Zoals ik hiervoor heb aangegeven, zal binnen VSO 2 niet alleen een regeling worden getroffen voor de openingsbalansproblematiek, maar ook voor de flexibele afwikkeling van VSO 1. Het gaat daarbij dan om het treffen van een algemene regeling die een ruim toepassingsbereik moet krijgen en die voor alle woningcorporaties gelijkluidend zal zijn. PricewaterhouseCoopers Belastingadviseurs NV wil in feite vooruitlopend op VSO 2 voor haar clientèle individuele regelingen treffen.
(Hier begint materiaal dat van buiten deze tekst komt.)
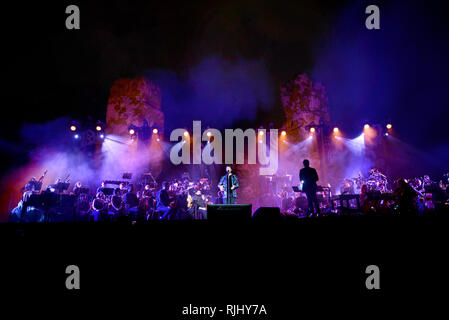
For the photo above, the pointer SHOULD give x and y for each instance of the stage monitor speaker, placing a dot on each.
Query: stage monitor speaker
(268, 214)
(229, 212)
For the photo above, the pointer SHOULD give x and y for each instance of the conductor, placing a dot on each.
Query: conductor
(308, 176)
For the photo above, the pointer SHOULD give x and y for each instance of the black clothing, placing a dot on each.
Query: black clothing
(309, 178)
(162, 198)
(130, 200)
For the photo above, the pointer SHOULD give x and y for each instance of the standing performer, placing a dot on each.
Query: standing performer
(228, 185)
(309, 177)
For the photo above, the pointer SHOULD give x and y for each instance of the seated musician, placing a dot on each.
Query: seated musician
(130, 200)
(77, 188)
(163, 201)
(102, 187)
(98, 207)
(365, 204)
(123, 189)
(117, 203)
(199, 205)
(407, 198)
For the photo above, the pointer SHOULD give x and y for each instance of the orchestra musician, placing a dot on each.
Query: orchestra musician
(117, 205)
(199, 205)
(99, 207)
(407, 198)
(163, 201)
(228, 186)
(309, 178)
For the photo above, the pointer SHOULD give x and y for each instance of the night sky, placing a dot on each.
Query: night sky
(397, 74)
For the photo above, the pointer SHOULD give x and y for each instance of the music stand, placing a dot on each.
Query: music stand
(127, 175)
(62, 186)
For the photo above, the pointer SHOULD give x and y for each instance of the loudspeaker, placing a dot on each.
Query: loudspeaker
(268, 214)
(229, 212)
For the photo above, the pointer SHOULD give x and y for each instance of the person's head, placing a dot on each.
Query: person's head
(306, 163)
(402, 183)
(364, 188)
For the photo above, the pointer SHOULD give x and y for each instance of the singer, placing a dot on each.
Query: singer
(228, 185)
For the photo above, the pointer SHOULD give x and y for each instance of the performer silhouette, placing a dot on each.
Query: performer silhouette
(228, 185)
(309, 177)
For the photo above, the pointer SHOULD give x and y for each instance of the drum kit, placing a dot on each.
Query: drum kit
(376, 181)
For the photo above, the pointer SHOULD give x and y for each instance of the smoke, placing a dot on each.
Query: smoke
(217, 92)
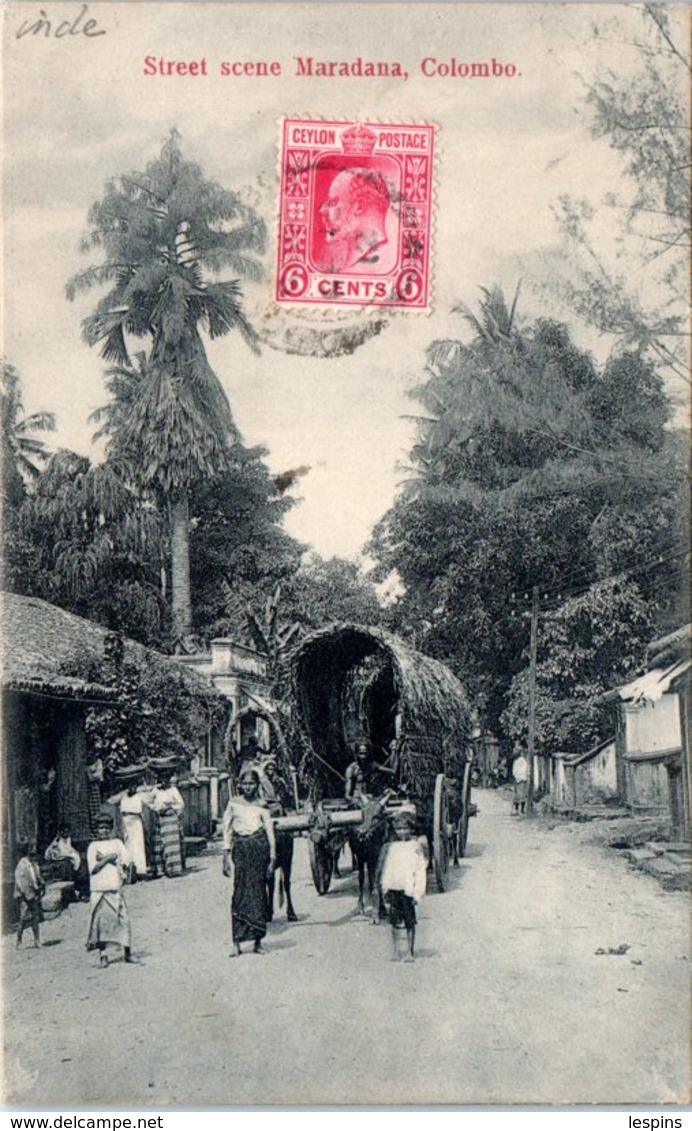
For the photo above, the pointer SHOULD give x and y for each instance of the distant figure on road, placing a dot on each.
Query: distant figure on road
(403, 881)
(250, 858)
(107, 862)
(520, 777)
(362, 774)
(28, 890)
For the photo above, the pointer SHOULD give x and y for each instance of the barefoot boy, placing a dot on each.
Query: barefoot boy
(28, 890)
(403, 879)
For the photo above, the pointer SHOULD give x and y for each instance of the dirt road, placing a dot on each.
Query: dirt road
(515, 996)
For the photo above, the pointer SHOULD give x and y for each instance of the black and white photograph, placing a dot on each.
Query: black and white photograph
(345, 626)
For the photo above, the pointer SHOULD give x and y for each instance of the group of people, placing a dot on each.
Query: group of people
(110, 861)
(249, 857)
(250, 853)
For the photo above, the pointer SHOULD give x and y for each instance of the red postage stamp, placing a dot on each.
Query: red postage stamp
(355, 214)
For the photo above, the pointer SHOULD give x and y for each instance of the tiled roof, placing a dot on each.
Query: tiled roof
(41, 642)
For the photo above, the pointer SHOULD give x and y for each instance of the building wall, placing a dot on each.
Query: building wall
(596, 779)
(652, 726)
(647, 786)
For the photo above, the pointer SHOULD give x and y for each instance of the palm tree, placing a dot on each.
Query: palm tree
(163, 232)
(22, 451)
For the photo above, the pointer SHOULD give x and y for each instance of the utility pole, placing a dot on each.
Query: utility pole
(532, 734)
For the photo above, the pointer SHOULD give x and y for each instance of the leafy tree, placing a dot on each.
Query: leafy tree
(590, 644)
(22, 452)
(86, 543)
(239, 550)
(645, 117)
(156, 710)
(164, 234)
(526, 458)
(332, 589)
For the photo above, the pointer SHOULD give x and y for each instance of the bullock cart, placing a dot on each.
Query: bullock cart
(351, 684)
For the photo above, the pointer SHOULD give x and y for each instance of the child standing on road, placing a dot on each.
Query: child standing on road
(403, 880)
(107, 861)
(28, 890)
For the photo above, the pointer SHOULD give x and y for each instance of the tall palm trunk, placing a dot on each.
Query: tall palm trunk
(180, 566)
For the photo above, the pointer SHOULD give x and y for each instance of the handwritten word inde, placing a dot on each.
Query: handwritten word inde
(59, 31)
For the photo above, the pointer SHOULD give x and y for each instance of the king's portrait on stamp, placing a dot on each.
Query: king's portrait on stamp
(355, 214)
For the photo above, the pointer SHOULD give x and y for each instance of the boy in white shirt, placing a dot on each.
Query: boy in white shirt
(403, 879)
(107, 861)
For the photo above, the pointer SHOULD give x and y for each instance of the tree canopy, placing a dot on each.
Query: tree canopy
(532, 467)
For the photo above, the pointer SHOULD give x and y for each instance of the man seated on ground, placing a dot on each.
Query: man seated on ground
(361, 777)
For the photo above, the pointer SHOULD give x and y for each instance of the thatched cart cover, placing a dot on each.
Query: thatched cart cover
(352, 682)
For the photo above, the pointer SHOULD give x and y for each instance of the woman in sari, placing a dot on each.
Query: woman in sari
(250, 857)
(131, 809)
(169, 805)
(107, 862)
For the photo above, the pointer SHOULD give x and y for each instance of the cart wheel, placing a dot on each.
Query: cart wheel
(463, 827)
(441, 844)
(321, 865)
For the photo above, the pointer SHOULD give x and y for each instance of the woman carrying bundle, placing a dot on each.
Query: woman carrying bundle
(167, 804)
(250, 858)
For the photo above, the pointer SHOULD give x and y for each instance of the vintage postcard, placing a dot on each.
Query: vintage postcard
(345, 512)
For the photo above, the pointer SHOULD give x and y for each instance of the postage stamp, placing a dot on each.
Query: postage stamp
(355, 214)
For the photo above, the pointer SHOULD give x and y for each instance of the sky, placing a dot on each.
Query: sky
(79, 111)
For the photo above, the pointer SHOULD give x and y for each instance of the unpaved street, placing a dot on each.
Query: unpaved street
(509, 1001)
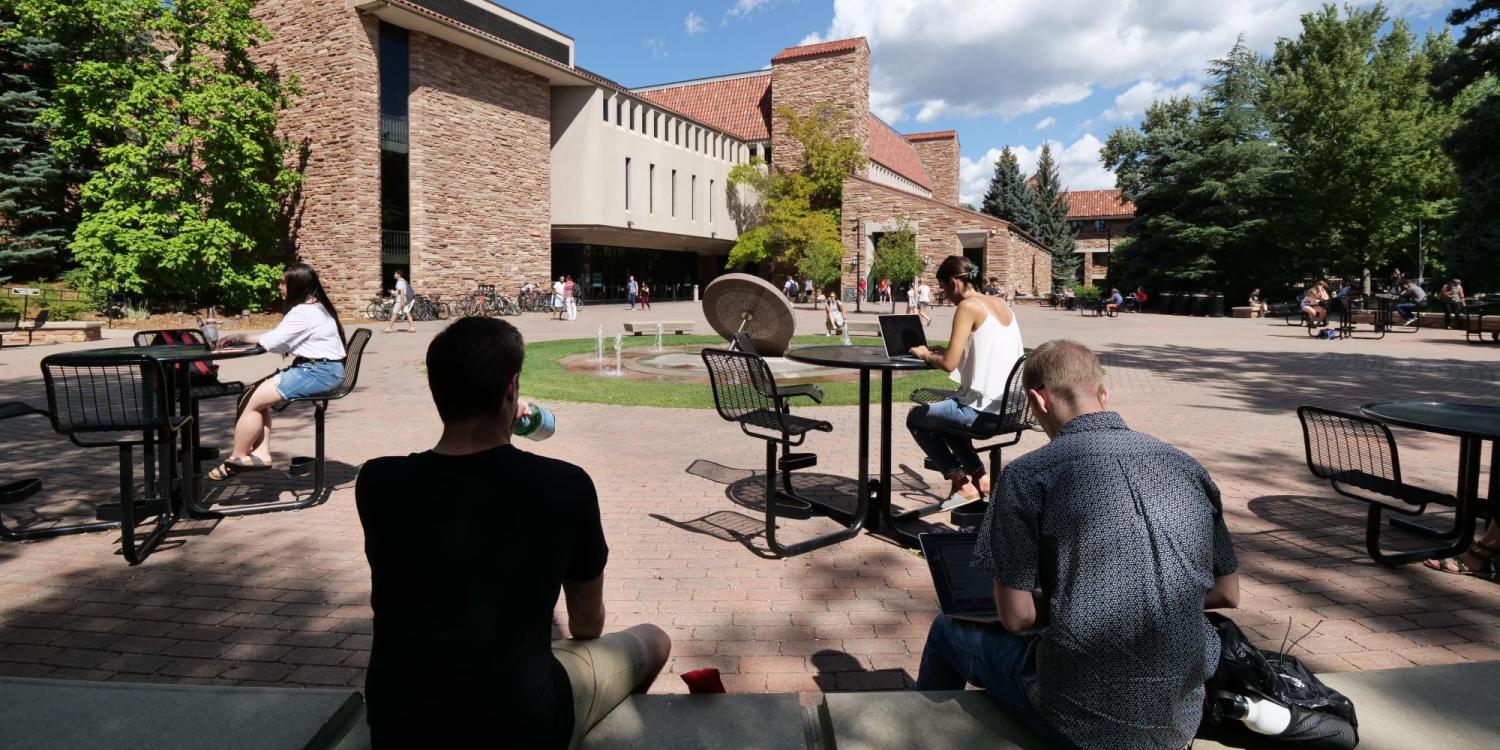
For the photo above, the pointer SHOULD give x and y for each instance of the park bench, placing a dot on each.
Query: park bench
(678, 327)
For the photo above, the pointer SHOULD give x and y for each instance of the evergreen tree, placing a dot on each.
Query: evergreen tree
(1052, 227)
(1010, 195)
(35, 215)
(1469, 80)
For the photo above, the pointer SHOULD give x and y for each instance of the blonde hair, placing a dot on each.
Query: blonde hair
(1065, 369)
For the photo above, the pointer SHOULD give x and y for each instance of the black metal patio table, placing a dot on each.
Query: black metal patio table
(179, 356)
(869, 359)
(1473, 425)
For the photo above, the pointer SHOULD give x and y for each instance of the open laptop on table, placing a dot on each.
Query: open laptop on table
(963, 593)
(900, 333)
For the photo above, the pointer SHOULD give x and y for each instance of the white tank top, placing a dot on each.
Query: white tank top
(986, 363)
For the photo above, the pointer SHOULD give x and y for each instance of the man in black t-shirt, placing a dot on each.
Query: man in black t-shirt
(470, 545)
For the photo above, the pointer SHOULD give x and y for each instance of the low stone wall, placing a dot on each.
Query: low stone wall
(54, 333)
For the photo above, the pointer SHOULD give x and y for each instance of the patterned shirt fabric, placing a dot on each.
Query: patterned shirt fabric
(1125, 536)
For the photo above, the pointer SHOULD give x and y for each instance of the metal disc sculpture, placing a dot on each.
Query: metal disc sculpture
(743, 303)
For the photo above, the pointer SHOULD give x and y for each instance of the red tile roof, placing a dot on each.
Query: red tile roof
(740, 107)
(1095, 204)
(935, 135)
(837, 45)
(896, 153)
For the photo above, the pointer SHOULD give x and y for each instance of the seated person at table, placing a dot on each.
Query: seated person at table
(1415, 297)
(309, 332)
(1313, 303)
(1113, 302)
(1104, 545)
(468, 546)
(983, 347)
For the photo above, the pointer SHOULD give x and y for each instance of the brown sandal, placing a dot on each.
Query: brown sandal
(1458, 567)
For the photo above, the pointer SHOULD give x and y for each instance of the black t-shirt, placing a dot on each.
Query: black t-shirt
(467, 560)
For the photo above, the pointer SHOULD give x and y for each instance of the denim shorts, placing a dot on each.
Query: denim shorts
(309, 378)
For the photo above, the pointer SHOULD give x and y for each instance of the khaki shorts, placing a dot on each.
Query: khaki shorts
(603, 672)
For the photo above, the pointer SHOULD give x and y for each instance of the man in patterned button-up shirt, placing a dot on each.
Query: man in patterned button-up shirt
(1106, 546)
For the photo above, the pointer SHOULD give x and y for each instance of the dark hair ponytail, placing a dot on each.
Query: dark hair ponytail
(959, 267)
(302, 282)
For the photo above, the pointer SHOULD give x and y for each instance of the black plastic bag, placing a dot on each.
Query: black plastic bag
(1322, 717)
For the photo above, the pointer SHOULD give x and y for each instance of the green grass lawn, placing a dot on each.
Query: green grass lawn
(545, 380)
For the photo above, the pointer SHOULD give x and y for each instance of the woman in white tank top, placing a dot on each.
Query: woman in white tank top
(984, 344)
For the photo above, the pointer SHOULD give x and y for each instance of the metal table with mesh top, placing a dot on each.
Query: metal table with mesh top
(869, 359)
(179, 357)
(1473, 425)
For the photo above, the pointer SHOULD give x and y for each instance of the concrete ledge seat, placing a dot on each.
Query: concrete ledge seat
(74, 713)
(1427, 707)
(680, 327)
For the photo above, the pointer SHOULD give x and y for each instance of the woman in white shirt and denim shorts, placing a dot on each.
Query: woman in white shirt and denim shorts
(311, 333)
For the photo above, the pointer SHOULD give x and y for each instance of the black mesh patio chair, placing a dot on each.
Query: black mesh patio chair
(354, 351)
(746, 393)
(1005, 428)
(1358, 456)
(122, 402)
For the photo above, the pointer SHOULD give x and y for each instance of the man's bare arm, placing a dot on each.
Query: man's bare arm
(585, 608)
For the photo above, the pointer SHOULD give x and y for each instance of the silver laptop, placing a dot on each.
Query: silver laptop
(900, 333)
(963, 593)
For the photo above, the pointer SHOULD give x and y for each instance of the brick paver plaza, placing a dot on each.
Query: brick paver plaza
(284, 599)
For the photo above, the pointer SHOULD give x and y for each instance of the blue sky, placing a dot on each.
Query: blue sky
(1001, 72)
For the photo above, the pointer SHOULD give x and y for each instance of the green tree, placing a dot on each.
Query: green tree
(896, 254)
(1469, 81)
(1356, 117)
(35, 209)
(1052, 227)
(800, 209)
(1010, 195)
(192, 174)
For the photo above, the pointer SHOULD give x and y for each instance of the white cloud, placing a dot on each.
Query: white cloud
(1077, 164)
(1020, 56)
(1134, 101)
(932, 110)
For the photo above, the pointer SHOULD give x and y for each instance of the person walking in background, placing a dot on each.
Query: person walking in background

De Belastingdienst heeft naar mijn mening terecht aangegeven dat het thans niet opportuun is om in individuele gevallen afspraken te maken en daarmee vooruit te lopen op hetgeen daarover in VSO 2 zal worden opgenomen. Dit laat onverlet dat bij de totstandkoming van VSO 2 de door PricewaterhouseCoopers Belastingadviseurs NV geschetste oplossingsrichtingen onderwerp van gesprek kunnen zijn binnen de projectgroepen. Dat geldt overigens ook voor suggesties van andere belastingadviseurs of woningcorporaties. Ik acht het in het kader van eenheid van beleid en uitvoering en een gelijke behandeling van woningcorporaties niet wenselijk dat er in individuele gevallen afspraken worden gemaakt over kwesties die in VSO 2 zullen worden geregeld.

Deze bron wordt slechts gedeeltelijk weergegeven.